The script will download the HTML document and write it to scrapy_proj/tests/html_data/foobar/item_<document_title>.html The next time you run the automated tests, this file will be used to test the foobar_spider.parse_item() method.

We recommend creating at least 3 HTML files for each spider.

Interactive testing

You can use the scrapy shell and Python's reloading capabilities to quickly test your spiders. This example will use elanaspantry.com.

To test a spider:

  1. cd into scrapy_proj.
  2. Open the scrapy shell with scrapy shell.
  3. Fetch a recipe with fetch('http://www.elanaspantry.com/ratio-rally-quick-breads/').
  4. Import the spider with from openrecipes.spiders import elanaspantry_spider.
  5. Test your spider with elanaspantry_spider.ElanaspantryMixin().parse_item(response).

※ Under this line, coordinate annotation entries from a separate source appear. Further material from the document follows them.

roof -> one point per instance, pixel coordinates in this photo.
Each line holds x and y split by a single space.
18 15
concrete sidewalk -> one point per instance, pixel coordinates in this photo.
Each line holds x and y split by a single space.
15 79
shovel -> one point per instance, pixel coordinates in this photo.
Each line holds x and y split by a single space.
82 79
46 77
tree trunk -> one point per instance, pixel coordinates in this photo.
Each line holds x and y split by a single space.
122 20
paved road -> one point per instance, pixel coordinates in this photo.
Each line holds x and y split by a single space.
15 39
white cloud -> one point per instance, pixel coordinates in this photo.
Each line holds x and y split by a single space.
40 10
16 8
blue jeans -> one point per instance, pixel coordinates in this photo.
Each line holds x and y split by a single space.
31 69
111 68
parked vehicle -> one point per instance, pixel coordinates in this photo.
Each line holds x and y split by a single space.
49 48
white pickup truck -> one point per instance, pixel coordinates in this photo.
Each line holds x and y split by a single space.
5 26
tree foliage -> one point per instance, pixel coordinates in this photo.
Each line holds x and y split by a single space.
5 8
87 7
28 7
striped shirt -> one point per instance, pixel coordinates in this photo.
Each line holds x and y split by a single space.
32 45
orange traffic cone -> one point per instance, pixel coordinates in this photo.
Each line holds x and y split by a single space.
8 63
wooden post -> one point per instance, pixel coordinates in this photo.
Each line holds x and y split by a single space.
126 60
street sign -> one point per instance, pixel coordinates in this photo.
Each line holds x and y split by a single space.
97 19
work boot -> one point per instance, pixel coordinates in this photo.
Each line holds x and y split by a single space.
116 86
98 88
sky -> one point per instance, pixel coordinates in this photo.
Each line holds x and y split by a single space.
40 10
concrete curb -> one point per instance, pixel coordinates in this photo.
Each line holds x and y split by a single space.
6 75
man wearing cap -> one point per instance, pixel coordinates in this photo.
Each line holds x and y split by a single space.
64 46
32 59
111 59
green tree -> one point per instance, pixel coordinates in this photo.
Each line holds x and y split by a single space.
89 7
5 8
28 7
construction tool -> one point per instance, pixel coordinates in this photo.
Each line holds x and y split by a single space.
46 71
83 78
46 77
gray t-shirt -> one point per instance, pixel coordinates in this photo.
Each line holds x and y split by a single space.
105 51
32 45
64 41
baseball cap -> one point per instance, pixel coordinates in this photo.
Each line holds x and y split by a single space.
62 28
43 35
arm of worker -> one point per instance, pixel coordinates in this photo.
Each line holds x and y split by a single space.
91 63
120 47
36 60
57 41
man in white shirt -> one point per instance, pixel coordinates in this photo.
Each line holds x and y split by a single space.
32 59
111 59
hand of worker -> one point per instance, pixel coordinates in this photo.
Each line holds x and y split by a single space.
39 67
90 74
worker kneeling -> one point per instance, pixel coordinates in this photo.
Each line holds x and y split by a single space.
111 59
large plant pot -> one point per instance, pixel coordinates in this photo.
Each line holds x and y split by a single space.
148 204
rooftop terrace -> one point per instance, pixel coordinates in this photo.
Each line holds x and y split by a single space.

This should return something like this:

[{'datePublished': u'April 4, 2011',
'description': [u'This gluten free muffin recipe is made with almond flour and is part of the quick bread ratio rally and my attempt to make a basic template for a muffin recipe.'],
'image': [u'http://www.elanaspantry.com/blog/wp-content/uploads/2011/04/gluten-free-almond-flour-quick-bread-muffins-ratio-rally-recipe.jpg'],
'ingredients': [u'4 ounces blanched almond flour (about 1 cup)',
                 u'4 ounces eggs (about 2 large eggs)',
                 u'1 ounce agave nectar or honey (around 1 tablespoon)',
                 u'\xbc teaspoon baking soda',
                 u'\xbd teaspoon apple cider vinegar'],
'name': [u'Almond Flour Muffins'],
'recipeYield': u'Makes 4 muffins',
'source': 'elanaspantry',
'url': 'http://www.elanaspantry.com/ratio-rally-quick-breads/'}]'

After making changes to your spider, you'll need to:

  1. Reload the spider with reload(elanaspantry_spider).
  2. And test it with elanaspantry_spider.ElanaspantryMixin().parse_item(response).